A village in Nigeria has had its only drinkable water supply contaminated after a deadly suicide bomb attack.
Mallam Muhammad Mus, an elder in Molai village in Borno state, showed a local journalist the well where body parts had landed after a bomb attack on Tuesday
“As you can see, we can drink no more for it even though a government official told us that Governor Kashim Shettima will soon visit us.”
Twenty-one people were reportedly killed in the attack, many of them civilians, when suicide bombers attempted to drive vehicles filled with explosives into a checkpoint in troubled northeastern Nigeria.
Action on Armed Violence records casualties from IED attacks based on reports in English-language media reports.
Tuesday’s attack follows a drop in the number of civilian casualties caused by IEDs in Nigeria last year. Casualties fell from over a thousand in 2012 to just over 150 in 2013.
However, this year has seen a return of large IED attacks killing and injuring civilians.
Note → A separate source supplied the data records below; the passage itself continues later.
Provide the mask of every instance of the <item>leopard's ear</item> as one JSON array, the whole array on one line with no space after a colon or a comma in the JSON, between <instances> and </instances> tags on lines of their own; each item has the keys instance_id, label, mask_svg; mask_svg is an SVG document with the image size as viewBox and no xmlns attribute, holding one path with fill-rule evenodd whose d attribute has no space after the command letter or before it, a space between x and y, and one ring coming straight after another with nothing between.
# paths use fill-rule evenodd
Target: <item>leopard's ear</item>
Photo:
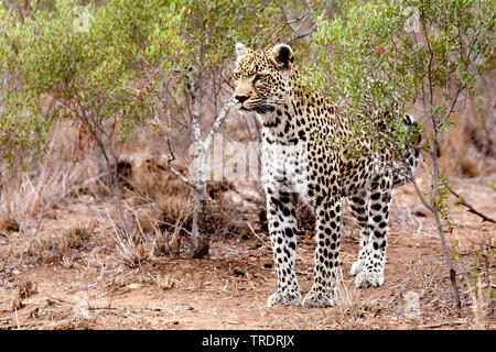
<instances>
[{"instance_id":1,"label":"leopard's ear","mask_svg":"<svg viewBox=\"0 0 496 352\"><path fill-rule=\"evenodd\" d=\"M293 63L293 50L288 44L278 44L272 48L272 62L277 67L288 69Z\"/></svg>"}]
</instances>

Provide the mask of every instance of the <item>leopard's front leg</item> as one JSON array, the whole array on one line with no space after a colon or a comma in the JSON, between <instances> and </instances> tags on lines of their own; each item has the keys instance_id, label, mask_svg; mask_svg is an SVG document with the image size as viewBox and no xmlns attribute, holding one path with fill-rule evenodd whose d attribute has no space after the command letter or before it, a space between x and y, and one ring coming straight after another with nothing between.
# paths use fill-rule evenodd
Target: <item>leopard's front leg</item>
<instances>
[{"instance_id":1,"label":"leopard's front leg","mask_svg":"<svg viewBox=\"0 0 496 352\"><path fill-rule=\"evenodd\" d=\"M341 195L316 198L316 250L313 286L303 299L304 307L336 304L336 271L341 246Z\"/></svg>"},{"instance_id":2,"label":"leopard's front leg","mask_svg":"<svg viewBox=\"0 0 496 352\"><path fill-rule=\"evenodd\" d=\"M298 230L295 208L291 194L279 190L270 184L266 187L266 195L267 220L278 275L278 290L269 297L267 305L299 306L300 285L294 272Z\"/></svg>"}]
</instances>

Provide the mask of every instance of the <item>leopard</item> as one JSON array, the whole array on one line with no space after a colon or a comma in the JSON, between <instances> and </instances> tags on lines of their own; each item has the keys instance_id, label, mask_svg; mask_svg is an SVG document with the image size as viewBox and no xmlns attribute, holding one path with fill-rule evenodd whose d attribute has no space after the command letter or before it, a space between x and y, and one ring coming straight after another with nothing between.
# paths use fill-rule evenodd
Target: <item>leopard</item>
<instances>
[{"instance_id":1,"label":"leopard","mask_svg":"<svg viewBox=\"0 0 496 352\"><path fill-rule=\"evenodd\" d=\"M371 148L367 131L356 138L356 117L342 102L303 85L288 44L251 50L237 43L235 53L231 102L242 114L251 112L260 127L260 178L278 283L267 305L336 305L344 199L359 228L358 257L349 270L355 286L382 285L391 189L414 175L418 143L398 158L388 148ZM385 128L384 111L365 118ZM402 120L407 129L417 128L411 116L403 113ZM348 141L358 153L351 155ZM303 299L295 273L296 197L315 216L313 284Z\"/></svg>"}]
</instances>

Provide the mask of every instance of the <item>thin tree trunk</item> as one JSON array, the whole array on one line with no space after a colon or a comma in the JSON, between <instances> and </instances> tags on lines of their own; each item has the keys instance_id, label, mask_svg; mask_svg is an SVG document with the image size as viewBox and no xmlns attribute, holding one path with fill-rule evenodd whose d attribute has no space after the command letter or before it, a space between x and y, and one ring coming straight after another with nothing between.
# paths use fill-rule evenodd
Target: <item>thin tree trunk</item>
<instances>
[{"instance_id":1,"label":"thin tree trunk","mask_svg":"<svg viewBox=\"0 0 496 352\"><path fill-rule=\"evenodd\" d=\"M451 280L451 287L453 289L453 299L455 302L456 314L459 315L459 317L461 317L462 316L462 304L460 301L459 286L456 284L456 272L453 266L453 262L451 260L451 253L448 248L446 240L444 238L443 226L441 223L441 218L440 218L439 210L438 210L439 167L438 167L438 131L435 129L435 124L434 124L434 139L433 139L433 148L432 148L432 168L433 168L433 182L434 182L432 199L434 201L434 206L431 208L431 210L432 210L432 213L434 215L439 239L441 241L441 245L442 245L443 252L444 252L444 258L446 261L446 266L450 272L450 280Z\"/></svg>"}]
</instances>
In the first three months of 2014 AOAV has already recorded five IED attacks in Nigeria, which killed and injured 183 civilians, more than the entirety of 2013.
These casualties are only part of the story. The horrific details emerging following the Molai bombing illustrate the wide-ranging effects which IED incidents can have. Although most of the focus in the aftermath is focused on those directly killed or injured by the blast, many more people are harmed indirectly. This can be through damage and destruction of people’s homes and infrastructure, or it can be through losing a loved one and irreparably changing social structures.
Markets are a frequent target of these attacks. In the first three months of this year AOAV has already recorded three IED attacks in markets in Nigeria killing and injuring a combined 150 civilians. Alongside those directly affected, many more people will suffer economically through damage to their shops and stalls as well as having to deal with customers reluctant to return to the site of such an attack.